During a recent joint news conference
with his star, Ewan McGregor, Mike Mills expanded on the implications that his
dad’s coming out had on his family, including Mill’s own older sisters whose
stories are left out of the movie.
“I have two sisters, who aren’t in
the story, which gives you an idea of how much it is fiction, and when I turned
eighteen, my sister said, ‘You know pop’s gay,’ – or key word: was gay – I did
not know this! Because my dad, born in 1925, wore a suit, voted for Reagan,
disciplinarian in the family, art historian, smart dude – doesn’t seem like he
ever had sex, first of all, with anybody and secondly that he wasn’t gay. He
was an art historian, did buy my mom a lot of clothes, did wear a little cravat
and all the little clichés you could associate with that. But he felt more like
a Victorian turn of the century person than anything else.

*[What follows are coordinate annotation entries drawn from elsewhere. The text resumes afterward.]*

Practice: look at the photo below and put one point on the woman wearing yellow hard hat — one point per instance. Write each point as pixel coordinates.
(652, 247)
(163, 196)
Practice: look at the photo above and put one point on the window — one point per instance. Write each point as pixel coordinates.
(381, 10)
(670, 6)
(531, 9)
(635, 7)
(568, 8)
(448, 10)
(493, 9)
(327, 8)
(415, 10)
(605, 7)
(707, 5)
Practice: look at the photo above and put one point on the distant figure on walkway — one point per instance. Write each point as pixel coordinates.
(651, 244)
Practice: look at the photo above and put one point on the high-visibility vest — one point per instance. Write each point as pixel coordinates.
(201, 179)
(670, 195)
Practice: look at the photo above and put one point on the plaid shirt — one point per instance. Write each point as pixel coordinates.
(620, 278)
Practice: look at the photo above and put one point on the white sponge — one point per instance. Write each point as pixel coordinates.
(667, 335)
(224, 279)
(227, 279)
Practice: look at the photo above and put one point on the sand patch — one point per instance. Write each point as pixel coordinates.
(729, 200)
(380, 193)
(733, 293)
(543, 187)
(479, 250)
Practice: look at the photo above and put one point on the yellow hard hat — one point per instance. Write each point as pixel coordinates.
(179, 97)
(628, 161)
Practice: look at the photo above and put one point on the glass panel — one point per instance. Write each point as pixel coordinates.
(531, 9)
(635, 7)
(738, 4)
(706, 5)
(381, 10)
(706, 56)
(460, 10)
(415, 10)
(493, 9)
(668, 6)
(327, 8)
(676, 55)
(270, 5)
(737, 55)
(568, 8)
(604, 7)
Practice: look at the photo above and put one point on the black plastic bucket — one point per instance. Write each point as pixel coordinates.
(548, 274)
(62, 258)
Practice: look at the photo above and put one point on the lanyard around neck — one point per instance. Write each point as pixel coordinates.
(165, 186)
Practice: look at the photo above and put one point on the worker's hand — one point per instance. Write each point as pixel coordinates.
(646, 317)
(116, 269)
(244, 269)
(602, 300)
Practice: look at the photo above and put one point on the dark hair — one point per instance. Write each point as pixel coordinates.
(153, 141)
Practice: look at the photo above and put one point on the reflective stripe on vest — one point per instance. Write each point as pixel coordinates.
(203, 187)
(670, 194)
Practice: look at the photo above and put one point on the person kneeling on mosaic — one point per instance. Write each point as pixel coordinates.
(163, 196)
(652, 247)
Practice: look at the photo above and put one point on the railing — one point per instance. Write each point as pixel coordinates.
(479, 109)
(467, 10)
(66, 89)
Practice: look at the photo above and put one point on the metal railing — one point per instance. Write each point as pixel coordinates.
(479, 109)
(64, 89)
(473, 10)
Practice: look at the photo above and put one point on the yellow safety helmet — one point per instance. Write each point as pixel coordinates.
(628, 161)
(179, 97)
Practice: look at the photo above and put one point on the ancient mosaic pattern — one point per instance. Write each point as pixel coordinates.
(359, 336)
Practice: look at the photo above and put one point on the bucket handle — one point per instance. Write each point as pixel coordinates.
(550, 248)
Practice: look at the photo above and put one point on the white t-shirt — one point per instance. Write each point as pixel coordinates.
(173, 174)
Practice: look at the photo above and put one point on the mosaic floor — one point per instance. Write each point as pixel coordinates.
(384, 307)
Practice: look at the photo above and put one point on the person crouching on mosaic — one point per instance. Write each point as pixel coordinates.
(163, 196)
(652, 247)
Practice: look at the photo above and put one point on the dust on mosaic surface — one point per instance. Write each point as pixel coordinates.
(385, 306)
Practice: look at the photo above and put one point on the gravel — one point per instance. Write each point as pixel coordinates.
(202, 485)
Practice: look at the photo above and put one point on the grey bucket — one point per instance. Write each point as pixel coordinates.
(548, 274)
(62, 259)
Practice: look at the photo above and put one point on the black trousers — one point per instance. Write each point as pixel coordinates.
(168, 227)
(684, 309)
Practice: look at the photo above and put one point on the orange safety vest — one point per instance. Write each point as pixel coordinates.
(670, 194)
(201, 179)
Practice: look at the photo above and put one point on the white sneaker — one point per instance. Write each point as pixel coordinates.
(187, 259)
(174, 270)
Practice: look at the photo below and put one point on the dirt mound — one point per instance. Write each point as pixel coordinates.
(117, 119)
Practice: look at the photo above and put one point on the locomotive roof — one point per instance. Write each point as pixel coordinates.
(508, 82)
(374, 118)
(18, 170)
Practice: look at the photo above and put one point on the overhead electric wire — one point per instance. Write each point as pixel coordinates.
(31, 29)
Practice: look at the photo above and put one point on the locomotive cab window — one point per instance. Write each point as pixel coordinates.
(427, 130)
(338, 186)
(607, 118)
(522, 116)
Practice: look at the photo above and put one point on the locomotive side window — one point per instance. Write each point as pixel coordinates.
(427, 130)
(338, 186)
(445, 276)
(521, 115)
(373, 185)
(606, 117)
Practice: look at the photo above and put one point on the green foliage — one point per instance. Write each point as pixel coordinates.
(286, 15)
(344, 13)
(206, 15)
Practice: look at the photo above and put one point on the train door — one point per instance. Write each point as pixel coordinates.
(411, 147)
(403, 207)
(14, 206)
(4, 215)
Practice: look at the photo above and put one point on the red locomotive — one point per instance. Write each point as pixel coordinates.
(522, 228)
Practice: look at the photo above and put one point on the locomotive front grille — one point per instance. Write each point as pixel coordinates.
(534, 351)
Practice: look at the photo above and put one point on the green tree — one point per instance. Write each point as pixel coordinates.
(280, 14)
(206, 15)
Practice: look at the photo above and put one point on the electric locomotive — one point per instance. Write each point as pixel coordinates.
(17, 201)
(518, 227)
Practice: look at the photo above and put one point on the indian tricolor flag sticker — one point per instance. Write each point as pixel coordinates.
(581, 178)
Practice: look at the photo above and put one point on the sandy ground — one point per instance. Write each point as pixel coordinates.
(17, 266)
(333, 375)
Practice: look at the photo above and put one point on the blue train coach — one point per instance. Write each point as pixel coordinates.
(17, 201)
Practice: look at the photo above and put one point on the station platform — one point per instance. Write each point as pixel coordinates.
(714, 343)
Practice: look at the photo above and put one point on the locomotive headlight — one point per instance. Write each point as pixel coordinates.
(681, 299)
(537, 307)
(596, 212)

In the end – his coming out was
amazing for me. I loved my dad so much, he was so awesome and so much more
engaged with me and taught me so much more about my ‘straightness’ than my
‘straight’ dad did. I really mean we talked about sex, like details of sex and
what you can hope for in a relationship in a way that we never did when he was
straight. Just imagine: my mom has just died and my second parent seems like
he’s about to die and all of sudden he’s like forty, he’s got a trainer, he’s
wearing all black, he’s really alive and there’s like this pool of guys who are
so sweet to him and then when he did get sick they were the first ones at the
hospital – so everything about his gayness I really cherish.”